Décidément le train Coradia, mis en service il y a près de deux semaines sur la desserte Annaba-Tébessa, en passant par Bouchegouf et Souk-Ahras, n’a vraiment pas assuré. Un premier «accroc» avait été enregistré le 28 décembre dernier, et dix jours plus tard, avant-hier, un second déraillement a eu lieu au même endroit.

C’est au niveau du kilomètre 19, à hauteur de la commune de Dréa, dans la wilaya de Souk-Ahras, que l’incident est survenu, dans les mêmes circonstances que la première fois. Heureusement, il n’y a eu aucune perte humaine, on a juste constaté des dégâts matériels. Une situation qui n’aurait pas dû arriver si on avait procédé, lors du premier incident, à une enquête approfondie pour déterminer les causes véritables de ce déraillement à répétition et pris les mesures qui s’imposent en pareil cas. On avait avancé la thèse de la vitesse, jugée excessive, sur une courbe et qui serait à l’origine de ce déraillement mais, cette fois, cela s’est passé à une vitesse réduite, le Coradia roulait à 30 km/h au lieu des 160 km/h prévus. Selon des ingénieurs de la Sntf, en dehors de ce paramètre important, il faut revoir l’état de la voie qui n’est pas adaptée au gabarit de ce nouveau train, mis en service il y a près de trois semaines, à Annaba, en présence du ministre des Travaux publics et des Transports, M. Abdelghani Zaâlane.

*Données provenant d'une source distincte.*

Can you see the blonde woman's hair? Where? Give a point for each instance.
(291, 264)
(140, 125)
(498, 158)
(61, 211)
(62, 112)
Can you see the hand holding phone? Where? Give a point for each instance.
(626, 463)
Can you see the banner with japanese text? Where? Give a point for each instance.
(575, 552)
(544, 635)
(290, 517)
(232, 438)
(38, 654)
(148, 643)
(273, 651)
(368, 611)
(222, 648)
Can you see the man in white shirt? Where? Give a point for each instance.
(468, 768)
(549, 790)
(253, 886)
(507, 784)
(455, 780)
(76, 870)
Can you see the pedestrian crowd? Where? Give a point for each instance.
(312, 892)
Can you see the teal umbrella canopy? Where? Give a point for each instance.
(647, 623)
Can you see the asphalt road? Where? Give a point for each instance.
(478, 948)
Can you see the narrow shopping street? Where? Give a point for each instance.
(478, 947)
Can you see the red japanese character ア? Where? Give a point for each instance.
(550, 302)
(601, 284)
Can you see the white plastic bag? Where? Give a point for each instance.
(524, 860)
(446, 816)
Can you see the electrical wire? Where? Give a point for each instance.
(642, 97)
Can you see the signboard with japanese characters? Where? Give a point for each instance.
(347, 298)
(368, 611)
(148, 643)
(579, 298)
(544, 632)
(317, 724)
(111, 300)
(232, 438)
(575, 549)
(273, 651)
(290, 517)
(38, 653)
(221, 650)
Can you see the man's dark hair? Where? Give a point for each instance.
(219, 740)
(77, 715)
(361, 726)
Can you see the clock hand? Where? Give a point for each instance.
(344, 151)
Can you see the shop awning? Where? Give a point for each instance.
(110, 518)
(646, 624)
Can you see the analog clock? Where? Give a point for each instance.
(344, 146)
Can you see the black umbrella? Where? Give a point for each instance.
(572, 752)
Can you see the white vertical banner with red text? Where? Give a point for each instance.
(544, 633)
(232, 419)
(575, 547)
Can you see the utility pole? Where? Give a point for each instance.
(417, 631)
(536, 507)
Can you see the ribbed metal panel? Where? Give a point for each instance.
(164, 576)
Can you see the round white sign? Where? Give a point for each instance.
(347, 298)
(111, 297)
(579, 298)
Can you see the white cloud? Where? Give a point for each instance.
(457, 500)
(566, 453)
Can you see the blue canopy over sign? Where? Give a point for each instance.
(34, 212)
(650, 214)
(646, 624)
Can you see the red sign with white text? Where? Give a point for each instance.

Le dimensionnement de la voie devrait être revu sur le plan écartement (sur-écartement ou sous-écartement) qui pourrait provoquer un déséquilibre qui conduit inévitablement au déraillement. Cette thèse est très plausible car la voie en question est très ancienne et date de la colonisation.
Certes, il y a eu des travaux d’entretien mais ils n’ont pas tenu du fait que le nouveau train, en l’occurrence le Coradia, exige une mise en conformité. Il aurait fallu aussi s’assurer de l’épaisseur du ballast, de l’ancrage des traverses et du serrage des attaches fixant le rail à la traverse…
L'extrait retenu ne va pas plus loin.